What exactly is LGBTQ+? How are they different from each other?
Happy Pride Month!
The month of June is all about celebrating the freedom of people being themselves within the LGBTQ+ community. Every year, the LGBTQ+ community around the world comes together for a month-long celebration of diversity, difference, love, and acceptance. To celebrate, they often gather for parades, concerts, parties, marches, workshops, and various forums of discussion in different countries. These days, more and more countries have started to celebrate the day.
June was chosen to be the pride month to commemorate the riot between the LGBTQ+ community against police incursion that took place at the Stonewall Inn in New York City on June 28, 1969. The clash is considered the start of the LGBTQ+ rights movement we see today.
With help from social media, the LGBTQ+ community has been getting more and more exposure in recent years. Many people who identify as part of the community usually turn to social media for experience sharing, comfort and encouragement, and possibly most importantly, to seek acceptance and equality. Despite society being seemingly open to the community, they still have many battles to fight.
Focus would like to take this opportunity to explain what LGBTQ+ is.
Before what we know or often hear today as “LGBTQ+”, the community was formerly known as “LGBT”; L stands for “Lesbian”, G for “Gay”, B for “Bisexual” and T for “Transgender”. Before the establishment of the acronym, people would describe them as the ‘gay community’. The change from the ‘gay community’ to LGBT was due to inclusion reasons.
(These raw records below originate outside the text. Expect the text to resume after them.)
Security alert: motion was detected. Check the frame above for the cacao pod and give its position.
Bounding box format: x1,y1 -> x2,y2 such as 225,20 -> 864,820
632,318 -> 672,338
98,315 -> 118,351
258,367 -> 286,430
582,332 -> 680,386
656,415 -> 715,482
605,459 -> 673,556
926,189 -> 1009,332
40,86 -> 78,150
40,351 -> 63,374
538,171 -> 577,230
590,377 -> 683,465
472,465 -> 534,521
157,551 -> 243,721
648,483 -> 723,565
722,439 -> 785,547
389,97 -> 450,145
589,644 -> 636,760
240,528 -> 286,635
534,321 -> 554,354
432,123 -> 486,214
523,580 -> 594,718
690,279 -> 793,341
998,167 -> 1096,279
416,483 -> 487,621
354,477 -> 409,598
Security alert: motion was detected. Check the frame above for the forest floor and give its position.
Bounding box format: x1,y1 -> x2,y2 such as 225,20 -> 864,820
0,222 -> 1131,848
As time goes by, the term used to refer to people with different sexual orientations and gender identities has changed. That is why the use of “LGBTQ+” emerged, which stands for lesbian, gay, bisexual, transgender, queer or questioning, and others.
Lesbian is used to describe women who are attracted to other women both sexually and romantically.
Gay is still sometimes used to describe people who are homosexual in general. But these days, people also use it to talk about men who are sexually and romantically attracted to other men.
Bisexual, or bi, is someone who is not always exclusively attracted to people of their own gender or other gender identities. Simply put, they are attracted sexually and romantically to both men and women. Studies found that women label themselves as bisexual more often than men.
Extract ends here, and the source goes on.